17 mars 2012

Lorsque les jeux tactiques l’emportent…


« Droits de l'Homme, Lettre d'information publiée par la LDH, n°80, mars 2012

Lorsque les jeux tactiques l’emportent...
Pierre Tartakowsky, Président de la LDH

Les trois déclarations qui suivent sont du même homme. La première date de 1997, la seconde de 2005, la dernière de 2012. Leur auteur, Nicolas Sarkozy, les a prononcées à chaque fois avec la même conviction enflammée.
« Je suis contre le droit de vote des immigrés. » « Le débat sur le droit de vote aux seules municipales pour les étrangers présents depuis dix ans sur le territoire national, respectant nos lois, payant leurs impôts et ayant des papiers, étaient une question qui devait être ouverte... En ce qui me concerne, j'y suis favorable. » « Une telle proposition me semble hasardeuse [...] car je crois depuis longtemps que le droit de voter et le droit d'être élu dans notre territoire doit demeurer un droit attaché à la nationalité française. »
Chacun, certes, peut changer d’avis. En l’occurrence, on s’autorisera à pense que tel n’est pas le cas. Le fond de l’affaire est que le droit de vote des étrangers non-européens résidents en France fonctionne comme révélateur de l’état des droites, du rapport plus ou moins tendu qu’elles entretiennent avec l’opinion publique et de leurs calculs tactiques dans l’utilisation d’un fond de commerce ayant trait à la mobilisation des valeurs nationales.

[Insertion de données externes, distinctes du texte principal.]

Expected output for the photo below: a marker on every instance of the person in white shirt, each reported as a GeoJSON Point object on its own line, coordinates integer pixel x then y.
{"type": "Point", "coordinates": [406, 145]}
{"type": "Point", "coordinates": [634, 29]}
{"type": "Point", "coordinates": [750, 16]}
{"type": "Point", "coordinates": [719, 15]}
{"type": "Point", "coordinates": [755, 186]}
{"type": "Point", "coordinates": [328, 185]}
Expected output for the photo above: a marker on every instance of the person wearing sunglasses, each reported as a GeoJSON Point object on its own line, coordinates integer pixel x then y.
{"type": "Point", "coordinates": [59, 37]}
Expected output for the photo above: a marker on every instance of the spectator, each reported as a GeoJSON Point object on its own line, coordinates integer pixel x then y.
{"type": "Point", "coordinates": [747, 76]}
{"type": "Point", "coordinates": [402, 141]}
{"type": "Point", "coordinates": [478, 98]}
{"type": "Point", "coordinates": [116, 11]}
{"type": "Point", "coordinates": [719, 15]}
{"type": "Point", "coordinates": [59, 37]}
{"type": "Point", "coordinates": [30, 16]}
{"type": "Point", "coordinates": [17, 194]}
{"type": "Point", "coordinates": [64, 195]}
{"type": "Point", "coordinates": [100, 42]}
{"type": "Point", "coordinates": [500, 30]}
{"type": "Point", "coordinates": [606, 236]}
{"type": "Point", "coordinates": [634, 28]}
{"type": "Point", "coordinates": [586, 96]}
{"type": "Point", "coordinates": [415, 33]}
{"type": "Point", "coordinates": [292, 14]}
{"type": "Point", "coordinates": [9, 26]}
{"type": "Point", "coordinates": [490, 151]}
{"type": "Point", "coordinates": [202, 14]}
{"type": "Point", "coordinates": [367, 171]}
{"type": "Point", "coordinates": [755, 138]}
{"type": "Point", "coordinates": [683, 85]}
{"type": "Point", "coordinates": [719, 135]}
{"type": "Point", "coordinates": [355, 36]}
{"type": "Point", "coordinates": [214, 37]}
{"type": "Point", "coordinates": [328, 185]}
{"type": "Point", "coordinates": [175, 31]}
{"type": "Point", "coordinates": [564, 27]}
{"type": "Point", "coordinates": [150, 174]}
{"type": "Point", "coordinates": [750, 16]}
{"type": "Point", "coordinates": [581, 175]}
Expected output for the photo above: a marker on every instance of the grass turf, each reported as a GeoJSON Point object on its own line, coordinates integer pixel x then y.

En 2005, il s’agit de faire risette aux valeurs humanistes, d’envoyer un message d’ouverture. En 2012, les ris ne plus de mise et on bat le rappel des voix sur la grosse caisse de l’identité. L’objectif étant – comme lors de la création du ministère de l’Immigration et de l’Identité nationale – de réaliser une OPA sur l’électorat frontiste.

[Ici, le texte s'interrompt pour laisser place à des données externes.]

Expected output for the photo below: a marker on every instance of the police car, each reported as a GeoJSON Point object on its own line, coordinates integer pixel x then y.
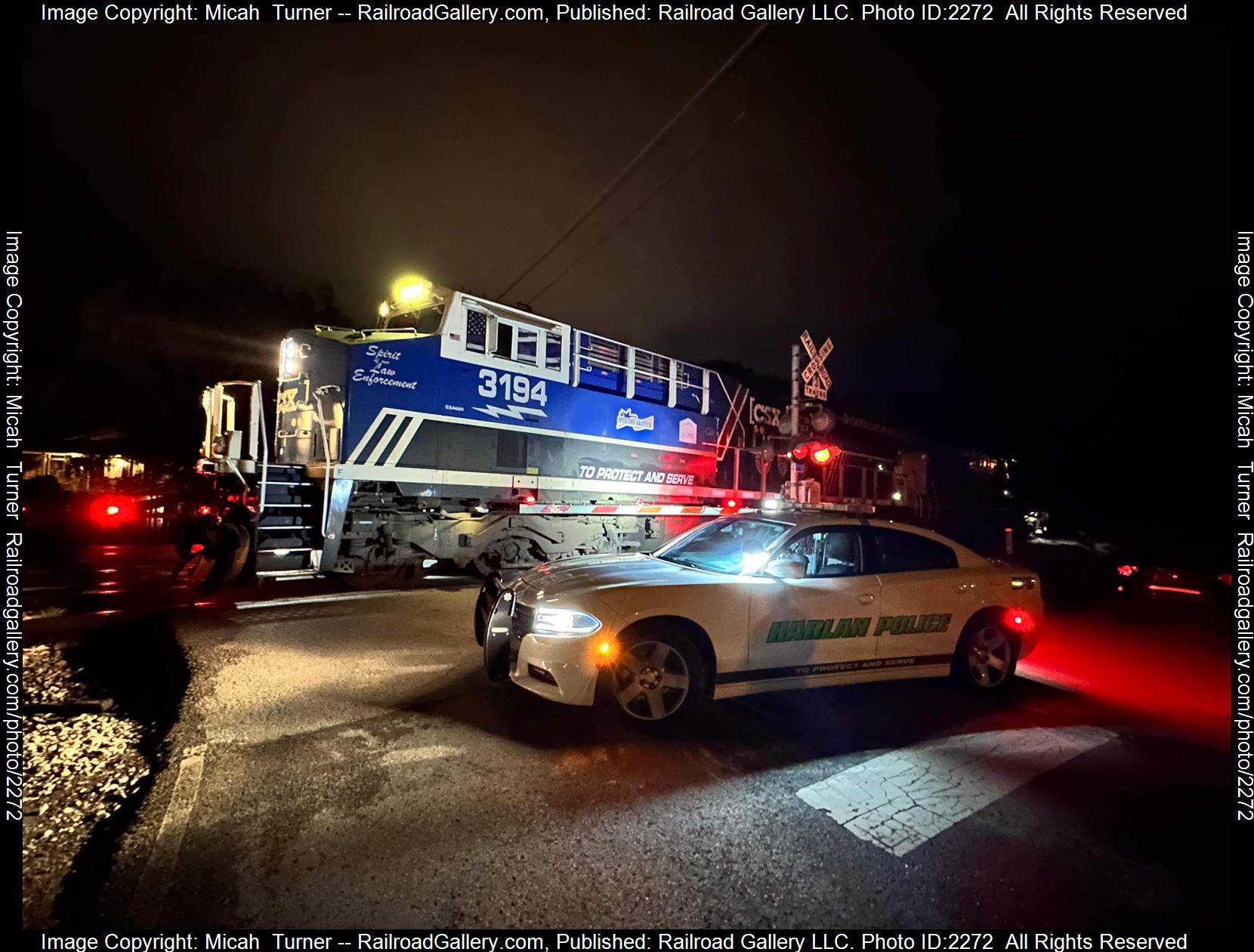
{"type": "Point", "coordinates": [758, 602]}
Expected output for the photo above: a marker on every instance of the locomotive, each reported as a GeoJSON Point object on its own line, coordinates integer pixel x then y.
{"type": "Point", "coordinates": [463, 431]}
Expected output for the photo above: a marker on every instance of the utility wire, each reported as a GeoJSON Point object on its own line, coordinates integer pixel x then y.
{"type": "Point", "coordinates": [640, 157]}
{"type": "Point", "coordinates": [645, 201]}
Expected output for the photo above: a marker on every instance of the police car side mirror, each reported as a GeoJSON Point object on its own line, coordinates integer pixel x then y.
{"type": "Point", "coordinates": [785, 568]}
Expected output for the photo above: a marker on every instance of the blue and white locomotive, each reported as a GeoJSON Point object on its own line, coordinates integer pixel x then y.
{"type": "Point", "coordinates": [477, 433]}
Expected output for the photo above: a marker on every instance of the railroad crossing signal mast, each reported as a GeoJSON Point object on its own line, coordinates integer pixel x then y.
{"type": "Point", "coordinates": [814, 380]}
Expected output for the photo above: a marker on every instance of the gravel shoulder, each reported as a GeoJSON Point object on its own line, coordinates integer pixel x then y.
{"type": "Point", "coordinates": [93, 727]}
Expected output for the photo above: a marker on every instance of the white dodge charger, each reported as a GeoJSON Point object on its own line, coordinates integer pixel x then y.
{"type": "Point", "coordinates": [758, 602]}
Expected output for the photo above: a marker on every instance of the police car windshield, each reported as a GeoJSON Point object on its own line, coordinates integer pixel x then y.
{"type": "Point", "coordinates": [720, 546]}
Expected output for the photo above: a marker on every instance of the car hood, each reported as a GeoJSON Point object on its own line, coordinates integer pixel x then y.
{"type": "Point", "coordinates": [600, 575]}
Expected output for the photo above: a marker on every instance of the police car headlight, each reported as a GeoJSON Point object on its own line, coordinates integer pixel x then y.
{"type": "Point", "coordinates": [564, 621]}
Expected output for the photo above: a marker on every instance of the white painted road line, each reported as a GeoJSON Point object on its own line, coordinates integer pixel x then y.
{"type": "Point", "coordinates": [332, 598]}
{"type": "Point", "coordinates": [162, 862]}
{"type": "Point", "coordinates": [902, 799]}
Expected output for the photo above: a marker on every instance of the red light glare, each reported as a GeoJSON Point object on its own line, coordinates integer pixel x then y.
{"type": "Point", "coordinates": [1018, 620]}
{"type": "Point", "coordinates": [112, 511]}
{"type": "Point", "coordinates": [1172, 589]}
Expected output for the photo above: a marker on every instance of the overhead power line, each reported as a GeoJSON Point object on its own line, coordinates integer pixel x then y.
{"type": "Point", "coordinates": [638, 157]}
{"type": "Point", "coordinates": [645, 201]}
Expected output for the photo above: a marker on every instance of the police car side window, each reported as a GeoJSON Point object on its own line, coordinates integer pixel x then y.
{"type": "Point", "coordinates": [894, 551]}
{"type": "Point", "coordinates": [828, 553]}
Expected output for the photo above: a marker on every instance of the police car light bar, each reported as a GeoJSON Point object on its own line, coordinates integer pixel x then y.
{"type": "Point", "coordinates": [786, 505]}
{"type": "Point", "coordinates": [631, 509]}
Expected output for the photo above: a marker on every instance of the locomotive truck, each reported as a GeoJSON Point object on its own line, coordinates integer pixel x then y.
{"type": "Point", "coordinates": [463, 431]}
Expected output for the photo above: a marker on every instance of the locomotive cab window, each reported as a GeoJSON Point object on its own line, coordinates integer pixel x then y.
{"type": "Point", "coordinates": [493, 336]}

Dans la dernière période, ces jeux tactiques se sont durcis, entre autres sous la pression du Front national et de la droite populaire qui font de cet enjeu un véritable casus belli. Cette offensive a eu un double effet. D’une part, mobiliser certaines âmes subitement hyper sensibles à l’air du temps, pour lesquelles il est devenu urgent de ne rien faire. L’idée serait bonne, mais provocatrice, en quelque sorte ; et au nom de « pas de cadeau au Front national », il serait urgent d’attendre. Mais attendre quoi, au juste ? La conversion de Marine Le Pen au droit de vote des étrangers ? Ces derniers risquent d’attendre fort longtemps... D’autre part, de conforter le clan des « contre », au rang duquel on a pu compter le sentencieux François Fillon, le bouillant Jean- François Copé, et les lapidaires Luc Chatel, ministre de l'Education ou Bruno Lemaire, ministre de l'Agriculture, ces deux derniers déclarant « qu'il n'en était pas question ».

Pour quelles raisons, au juste ? Deux arguments, toujours, sont avancés. L’un touche à la nationalité ; celles et ceux qui veulent voter peuvent adopter la nationalité française. Las, les toutes dernières statistiques attestent d’une baisse nette du nombre de demandeurs ayant reçu la nationalité française. Une baisse de votants potentiels, donc. L’autre touche au communautarisme ; le droit de vote encouragerait à la création de groupes de pression communautaires. Outre que le risque existe en tous temps et lieux, indépendamment du droit de vote, on est plutôt enclins à penser que pouvoir participer à la vie locale, comme votant ou candidat, à se positionner quant aux enjeux et décisions touchant à l’intérêt général est plutôt un facteur de mixité et de citoyenneté qu’autre chose. A moins évidemment que faire entendre sa voix soit assimilé à un communautarisme... De ce point de vue, il faut prêter attention au diagnostic de Bernard Accoyer, président de l'Assemblée nationale, pour qui le fond de l’affaire tient au fait que « les Français ne sont pas assez mûrs ».

Le propos est peu gracieux. Il a néanmoins le mérite de souligner qu’avec le droit de vote des étrangers, c’est bien la qualité de vie démocratique du pays et de ses habitants – Français etétrangers – qui se joue. Et que lorsqu’on nie le droit de vote à une partie de la population résidant sur le sol national, c’est bien toutes et tous qu’on traite en citoyens infantiles plutôt qu’en citoyens.